"Wisiał" jednemu z nich pieniądze. Długu nie oddawał, więc mieli go porwać i obciąć mu palec u nogi. Domniemani oprawcy 51-latka z Zielonej Góry usłyszeli zarzuty.
Mężczyzna pozbawiony palca u nogi trafił w sobotę do zielonogórskiego szpitala. Wtedy do akcji wkroczyła policja, którą powiadomili lekarze.
Znajomy i dwójka jego kompanów
Kryminalni po kilku godzinach wytypowali i zatrzymali potencjalnych sprawców. Jak się okazało, tylko jeden z nich znał 51-latka.
- To znani policji mężczyźni w wieku 25-29 lat. W godzinach wieczornych rozpoczęły się zatrzymania w różnych miejscach Zielonej Góry - informowała Małgorzata Stanisławska, rzecznik zielonogórskiej policji.
Próbował uciekać
Jeden z nich próbował uciec.

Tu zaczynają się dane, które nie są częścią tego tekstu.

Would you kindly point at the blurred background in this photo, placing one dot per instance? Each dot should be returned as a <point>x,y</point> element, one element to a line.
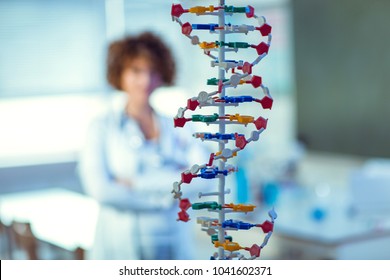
<point>323,162</point>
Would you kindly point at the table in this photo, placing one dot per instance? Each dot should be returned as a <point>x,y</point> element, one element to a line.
<point>57,216</point>
<point>339,235</point>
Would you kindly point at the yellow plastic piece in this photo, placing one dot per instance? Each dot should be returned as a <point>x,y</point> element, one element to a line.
<point>228,245</point>
<point>219,153</point>
<point>241,207</point>
<point>206,45</point>
<point>242,119</point>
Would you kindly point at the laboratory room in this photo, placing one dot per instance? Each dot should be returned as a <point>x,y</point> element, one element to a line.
<point>194,130</point>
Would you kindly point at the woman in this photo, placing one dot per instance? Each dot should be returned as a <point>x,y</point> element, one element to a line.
<point>133,156</point>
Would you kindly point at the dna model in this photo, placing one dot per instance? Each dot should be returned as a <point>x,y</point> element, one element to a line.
<point>217,166</point>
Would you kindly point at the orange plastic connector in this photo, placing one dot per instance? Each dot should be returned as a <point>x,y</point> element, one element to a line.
<point>206,45</point>
<point>241,119</point>
<point>198,10</point>
<point>240,207</point>
<point>228,246</point>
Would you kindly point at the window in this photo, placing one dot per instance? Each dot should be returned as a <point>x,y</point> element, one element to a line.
<point>51,47</point>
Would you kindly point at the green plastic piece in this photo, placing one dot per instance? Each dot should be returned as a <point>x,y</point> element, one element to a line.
<point>214,81</point>
<point>203,118</point>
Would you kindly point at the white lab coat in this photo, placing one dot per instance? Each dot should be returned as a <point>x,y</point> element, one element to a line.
<point>138,222</point>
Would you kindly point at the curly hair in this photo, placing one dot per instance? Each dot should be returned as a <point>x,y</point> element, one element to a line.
<point>148,45</point>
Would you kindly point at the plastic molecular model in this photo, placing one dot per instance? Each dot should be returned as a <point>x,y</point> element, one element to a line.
<point>217,166</point>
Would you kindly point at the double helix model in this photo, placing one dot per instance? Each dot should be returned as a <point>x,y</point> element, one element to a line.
<point>217,166</point>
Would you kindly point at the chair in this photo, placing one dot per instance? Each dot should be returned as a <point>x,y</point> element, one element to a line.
<point>23,238</point>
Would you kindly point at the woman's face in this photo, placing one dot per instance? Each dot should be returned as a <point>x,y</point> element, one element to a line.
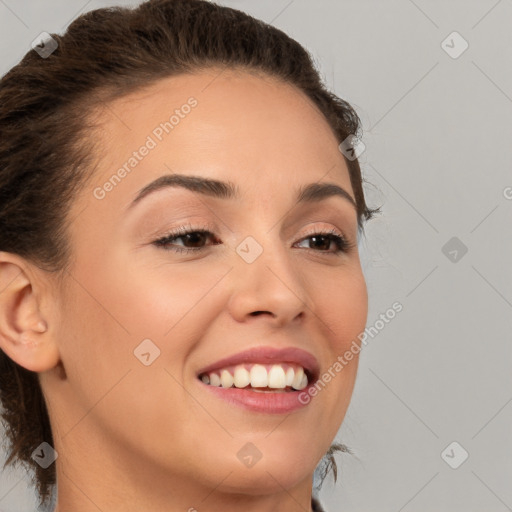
<point>138,321</point>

Wyskoczył z balkonu znajdującego się na trzecim piętrze bloku mieszkalnego i zjechał po wcześniej przygotowanej linie. Wprost w ręce policjantów. - Okazało się, że mężczyzna jest poszukiwany do odbycia kary trzech lat pozbawienia wolności - relacjonuje policjantka.

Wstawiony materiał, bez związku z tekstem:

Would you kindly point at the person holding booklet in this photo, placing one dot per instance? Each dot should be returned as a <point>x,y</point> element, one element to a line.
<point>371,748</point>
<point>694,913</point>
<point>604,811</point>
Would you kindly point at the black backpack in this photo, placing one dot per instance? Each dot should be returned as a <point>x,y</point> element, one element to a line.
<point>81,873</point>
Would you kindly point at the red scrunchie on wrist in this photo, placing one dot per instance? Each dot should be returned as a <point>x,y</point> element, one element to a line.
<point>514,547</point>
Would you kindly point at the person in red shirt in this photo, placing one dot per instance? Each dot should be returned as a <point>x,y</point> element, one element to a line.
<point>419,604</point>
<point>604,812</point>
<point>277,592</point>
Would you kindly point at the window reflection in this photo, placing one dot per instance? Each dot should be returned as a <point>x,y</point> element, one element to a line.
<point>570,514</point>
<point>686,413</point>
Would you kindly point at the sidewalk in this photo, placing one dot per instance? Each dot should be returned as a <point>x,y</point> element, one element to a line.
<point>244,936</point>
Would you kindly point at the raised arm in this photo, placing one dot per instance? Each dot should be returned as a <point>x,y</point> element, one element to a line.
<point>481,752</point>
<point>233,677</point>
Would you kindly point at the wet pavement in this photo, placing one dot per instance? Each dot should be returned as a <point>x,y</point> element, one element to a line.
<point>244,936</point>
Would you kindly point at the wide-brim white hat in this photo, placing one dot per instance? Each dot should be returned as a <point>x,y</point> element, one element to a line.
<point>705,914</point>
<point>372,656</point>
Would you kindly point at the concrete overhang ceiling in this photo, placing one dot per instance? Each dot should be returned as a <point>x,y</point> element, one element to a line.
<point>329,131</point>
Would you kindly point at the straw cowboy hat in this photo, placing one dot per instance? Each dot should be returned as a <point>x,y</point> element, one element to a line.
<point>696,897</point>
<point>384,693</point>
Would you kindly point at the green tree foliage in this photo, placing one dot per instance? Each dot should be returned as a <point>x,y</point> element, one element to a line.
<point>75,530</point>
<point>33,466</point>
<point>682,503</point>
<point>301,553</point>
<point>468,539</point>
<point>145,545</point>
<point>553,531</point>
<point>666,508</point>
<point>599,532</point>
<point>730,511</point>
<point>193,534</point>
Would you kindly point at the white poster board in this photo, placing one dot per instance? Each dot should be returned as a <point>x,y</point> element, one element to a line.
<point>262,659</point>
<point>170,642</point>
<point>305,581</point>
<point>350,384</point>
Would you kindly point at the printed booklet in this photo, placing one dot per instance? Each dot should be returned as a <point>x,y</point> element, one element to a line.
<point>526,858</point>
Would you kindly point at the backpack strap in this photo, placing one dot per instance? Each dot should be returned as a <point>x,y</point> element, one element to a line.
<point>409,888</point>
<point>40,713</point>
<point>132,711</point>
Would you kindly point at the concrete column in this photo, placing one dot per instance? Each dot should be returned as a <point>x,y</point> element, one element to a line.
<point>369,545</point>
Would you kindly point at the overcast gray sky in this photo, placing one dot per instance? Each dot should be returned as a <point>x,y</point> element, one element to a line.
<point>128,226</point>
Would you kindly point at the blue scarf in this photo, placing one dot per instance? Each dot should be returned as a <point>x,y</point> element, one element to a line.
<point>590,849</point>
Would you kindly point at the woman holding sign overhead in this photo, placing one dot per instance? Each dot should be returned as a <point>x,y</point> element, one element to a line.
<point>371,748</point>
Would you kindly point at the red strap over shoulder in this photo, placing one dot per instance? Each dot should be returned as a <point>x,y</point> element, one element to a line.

Wszyscy zatrzymani mężczyźni byli wcześniej notowani. Dwaj z nich byli poszukiwani przez policję, a jeden niecały miesiąc wcześniej usłyszał zarzut za rozbój.
Milczą
I wszyscy nie są rozmowni. Stąd nadal okoliczności obcięcia palca 51-latkowi pozostaje zagadką. Bo milczy także poszkodowany. - Wszyscy zatrzymani usłyszeli zarzuty. Dwóch odpowie za spowodowanie obrażeń ciała, pozbawienie wolności oraz zmuszanie do określonych zachowań w celu wymuszenia zwrotu wierzytelności - informuje Zbigniew Fąfera z zielonogórskiej prokuratury.
Ta dwójka trafiła do aresztu. Trzeci z mężczyzn odpowie za pomocnictwo. - Zastosowano wobec niego dozór policyjny - podaje Fąfera.